Y es que desde enero de 2006 todos vieron por el televisor cómo dos policías gorditos de la Ciudad de México corrían por entre los carros de la avenida, persiguiendo a una mujer mucho más ágil que ellos. Cuando la capturaron, ocurrió el momento de la conmoción. ¡Era el mismísimo espécimen inhumano que había dado muerte a sangre fría a muchas pobres viejitas! Enseguida todos supimos su historia. Barraza Samperio había nacido en 1957 en un pueblito llamado Santa Mónica, en el municipio hidalguense de Epazoyucan. Siendo niña, su humilde hogar era un caos. Su madre era alcohólica y se dejó embarazar de un hombre que no la amaba. De sus dos hijas, una recibiría el nombre de Juana. Sobre su adolescencia y su llegada a la Ciudad de México no se sabe casi nada. Pero en algún lugar leí que se fue a vivir con un borracho que la embarazó y la golpeaba. Poco a poco se le fue agriando el carácter, al tiempo que se metió de luchadora semiprofesional. Con el nombre de La dama del Silencio, a Barraza le propinaron varias tundas en muchos cuadriláteros de provincia. Y según ella, se convirtió en asesina “por las malas compañías”. Es notorio que su vida fue tan dura como la de tantos otros a los que, sin embargo, no se les zafan los tornillos y se ponen a matar personas. ¡Por qué nos interesan tanto estas historias!
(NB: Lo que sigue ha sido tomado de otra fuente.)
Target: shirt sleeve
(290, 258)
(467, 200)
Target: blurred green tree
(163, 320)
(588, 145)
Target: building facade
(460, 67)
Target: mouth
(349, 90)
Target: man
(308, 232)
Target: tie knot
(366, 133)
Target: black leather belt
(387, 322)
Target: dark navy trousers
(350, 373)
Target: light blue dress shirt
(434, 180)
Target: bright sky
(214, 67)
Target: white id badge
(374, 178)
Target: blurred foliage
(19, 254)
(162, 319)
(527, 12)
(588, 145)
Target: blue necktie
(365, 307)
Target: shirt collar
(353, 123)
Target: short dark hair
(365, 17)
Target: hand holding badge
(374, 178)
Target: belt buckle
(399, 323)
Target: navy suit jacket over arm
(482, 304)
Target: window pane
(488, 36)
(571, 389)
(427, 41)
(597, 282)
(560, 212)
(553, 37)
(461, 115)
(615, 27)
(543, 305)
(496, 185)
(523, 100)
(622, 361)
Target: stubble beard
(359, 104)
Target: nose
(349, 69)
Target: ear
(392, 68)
Aun cuando en resumidas cuentas pueda decirse que simplemente somos unos morbosos irredentos, es conveniente indagar un poco más. ¿Por qué se venden tanto los periódicos hueros cuya única pasta son las noticias sangrientas? ¿Pero es culpa de los periódicos? Si no fueran tan solicitados por los lectores, acabarían rodando por el suelo y dejarían de publicarse. Recuerdo a Edmundo Desnoes. Decía que “el subdesarrollo es la incapacidad de acumular experiencia”. El consumo de información sobre hechos concretísimos cuyo contenido cultural no hace más que abonar a nuestro sentido del morbo, es un síntoma que seguramente han estudiado psicólogos o sociólogos de manera más detallada. A mí lo que me parece interesante es reírme de la sociedad a la que pertenezco. Una sociedad que prefiere ver la paja en el ojo ajeno, que no la viga en el propio.
Que se prefiera la Coca cola por encima de la Pepsi cola, es algo tan bonito como creer firmemente que Marilyn Monroe es años luz más bella que Greta Garbo. Lo intolerable es que una descraneada asesina serial ocupe un lugar privilegiado de la atención nacional, con tamaño despliegue mediático de por medio. ¡Pero si la pobre paisana no es más que una desquiciada! Y sin embargo, se convirtió en el abono de nuestros morbosos prejuicios, los cuales además parecen ser la regla de medición bajo la cual se mueve nuestro sistema de justicia mexicano.